Abstract:
Precise and efficient weed detection and removal can improve crop growth conditions, thereby enhancing crop yields and economic benefits. Addressing the issues of slow identification speed and low accuracy in distinguishing sugar beet seedlings from weeds in complex agricultural environments, this paper proposes a detection model based on an improved YOLO11n architecture—YOLO11-RFL (YOLO11 with Reparameterised Ghost-ELAN, Feature-Fused-Pyramid-Neck and Lightweight GN head). Firstly, drawing inspiration from GhostNet, a reparametrised Ghost-ELAN (RG-ELAN) module replaces YOLO11n's C3k2 component. This employs reparametrisation techniques at module branches to enhance feature extraction capabilities while reducing computational load. Secondly, we propose the Rethinking Features-Fused-Pyramid-Neck (RFPN) framework to refine the Neck network, addressing feature misalignment in multi-scale object detection to enhance real-time performance and efficiency.

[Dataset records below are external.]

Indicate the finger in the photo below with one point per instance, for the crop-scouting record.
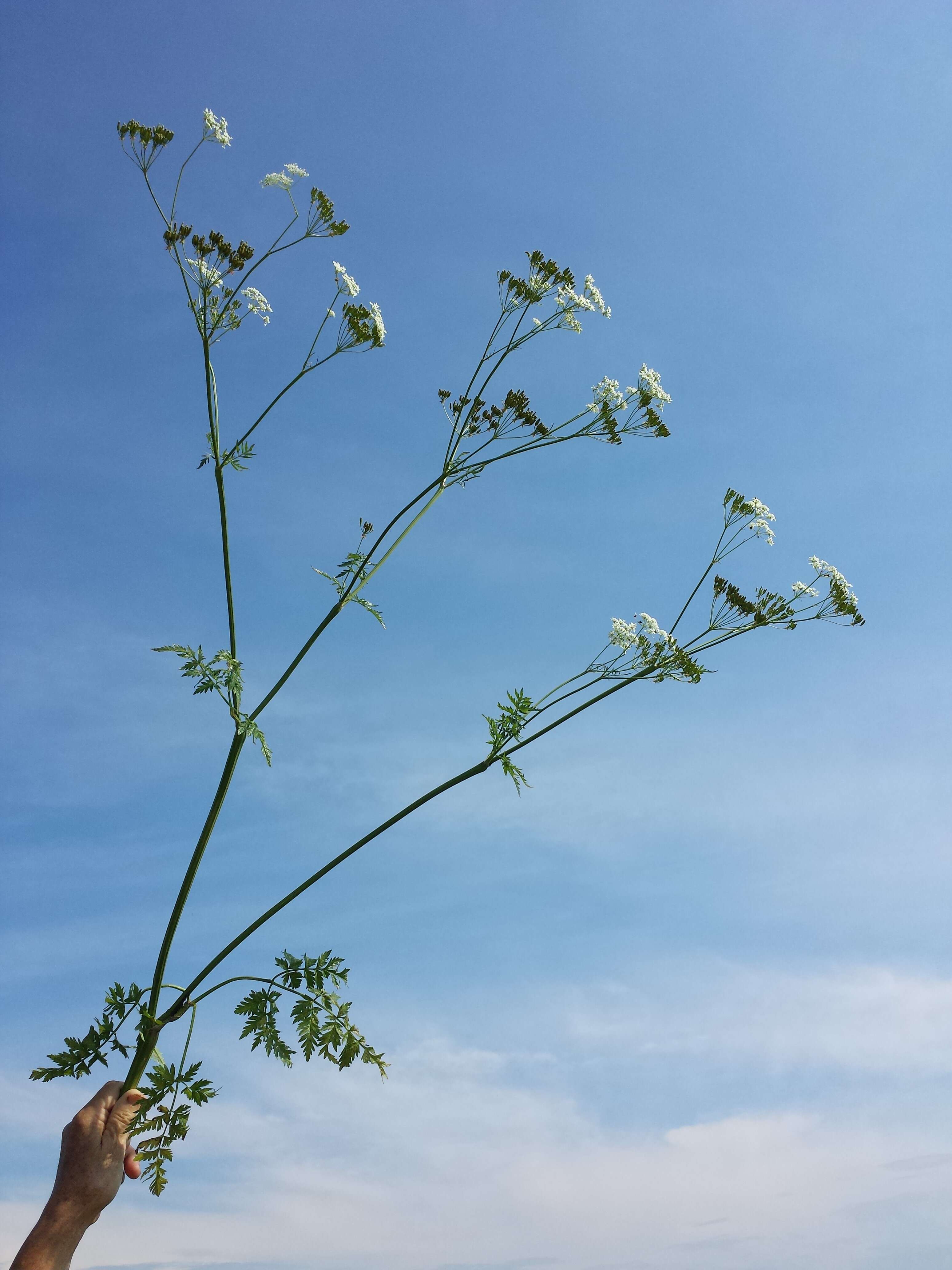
(122, 1116)
(130, 1164)
(97, 1110)
(106, 1098)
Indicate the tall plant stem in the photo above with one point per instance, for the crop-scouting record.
(226, 562)
(144, 1051)
(182, 1003)
(211, 392)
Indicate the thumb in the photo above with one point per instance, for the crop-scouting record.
(122, 1116)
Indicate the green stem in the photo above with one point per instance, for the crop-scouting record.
(228, 773)
(182, 1003)
(393, 549)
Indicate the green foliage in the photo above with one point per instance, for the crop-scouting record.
(507, 728)
(244, 450)
(163, 1118)
(545, 276)
(223, 675)
(351, 573)
(143, 144)
(322, 1020)
(320, 220)
(102, 1039)
(220, 673)
(247, 727)
(768, 609)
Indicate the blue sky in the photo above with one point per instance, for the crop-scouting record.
(687, 1003)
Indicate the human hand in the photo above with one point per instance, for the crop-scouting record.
(94, 1159)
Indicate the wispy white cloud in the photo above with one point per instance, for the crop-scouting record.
(458, 1164)
(862, 1019)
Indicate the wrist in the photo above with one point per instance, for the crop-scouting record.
(65, 1216)
(53, 1241)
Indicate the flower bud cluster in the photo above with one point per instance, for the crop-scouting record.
(236, 258)
(216, 129)
(286, 178)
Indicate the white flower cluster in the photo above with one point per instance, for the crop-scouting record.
(827, 571)
(592, 293)
(205, 274)
(607, 393)
(257, 304)
(216, 129)
(762, 530)
(625, 634)
(649, 627)
(761, 525)
(591, 302)
(652, 380)
(284, 180)
(344, 281)
(378, 322)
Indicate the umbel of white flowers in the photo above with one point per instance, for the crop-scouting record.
(284, 180)
(216, 130)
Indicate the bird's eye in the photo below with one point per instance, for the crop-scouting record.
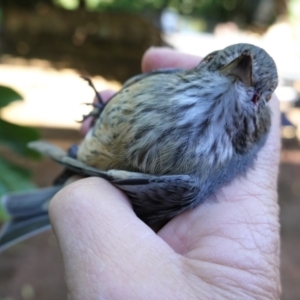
(255, 98)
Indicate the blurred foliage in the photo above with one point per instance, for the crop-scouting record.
(15, 137)
(239, 11)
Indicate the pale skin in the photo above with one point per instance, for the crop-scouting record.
(226, 248)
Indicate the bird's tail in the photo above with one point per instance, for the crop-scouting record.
(28, 212)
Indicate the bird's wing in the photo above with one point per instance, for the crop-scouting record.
(154, 198)
(139, 77)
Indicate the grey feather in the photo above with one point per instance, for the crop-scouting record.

Thirdly, GroupNorm is employed to refine the convolutional layer within the detection head, designing the Lightweight Shared Convolutional Separator GN Detection Head (LSCSGND). This enhances small object localisation and classification capabilities, enabling more accurate weed detection; Finally, a knowledge distillation (teacher-student model) framework is introduced. Through a feature-based Channel-Wise Knowledge Distillation (CWD) strategy, it achieves synergistic optimisation of computational efficiency and accuracy for YOLO11-RFL. Experimental analysis conducted on the public LincolnBeet dataset demonstrates that compared to mainstream YOLO models, YOLO11-RFL achieves further enhanced network performance. Its precision and recall surpass those of YOLO11n, reaching 80.7% and 74.9% respectively. The mean average precision (mAP) at 0.5 and 0.5-0.95 stands at 80.7% and 56.9%. When evaluated on two distinct datasets—PDT and CWC—YOLO11-RFL demonstrated mAP
0.5 improvements of 0.7 and 0.1 percentage points over YOLO11n respectively, validating the model's robustness across diverse environments. The model comprises only 2.03 million parameters and requires 5.4 gigabytes of computational resources, representing reductions of 21.3% and 14.3% respectively compared to YOLO11n, demonstrating excellent engineering deployment feasibility. To comprehensively validate the inference efficiency and deployability of the YOLO11-RFL model in practical applications, field deployment and performance testing were conducted at an experimental base. Within a TensorRT-based inference deployment environment, the model achieved a real-time detection frame rate of 107.5 frames per second in experimental fields, confirming its outstanding real-time inference performance and high computational efficiency in practical settings. Additionally, 296 real-world test samples were randomly collected from multiple representative areas within the experimental base to evaluate the model's detection performance. Experimental results indicate that the baseline model YOLO11n achieved an mAP
0.5 of 80.4% on the test set, whereas the YOLO11-RFL model improved detection accuracy to 82.1% under identical conditions, confirming the proposed method's performance advantages in field environments. Furthermore, visualisation analysis of collected real-world images confirmed that the YOLO11-RFL model effectively mitigates accuracy degradation and object omission issues caused by environmental complexity. This research provides technical support for the precise identification and efficient management of weeds in sugar beet fields, holding significant implications for advancing intelligent agricultural production.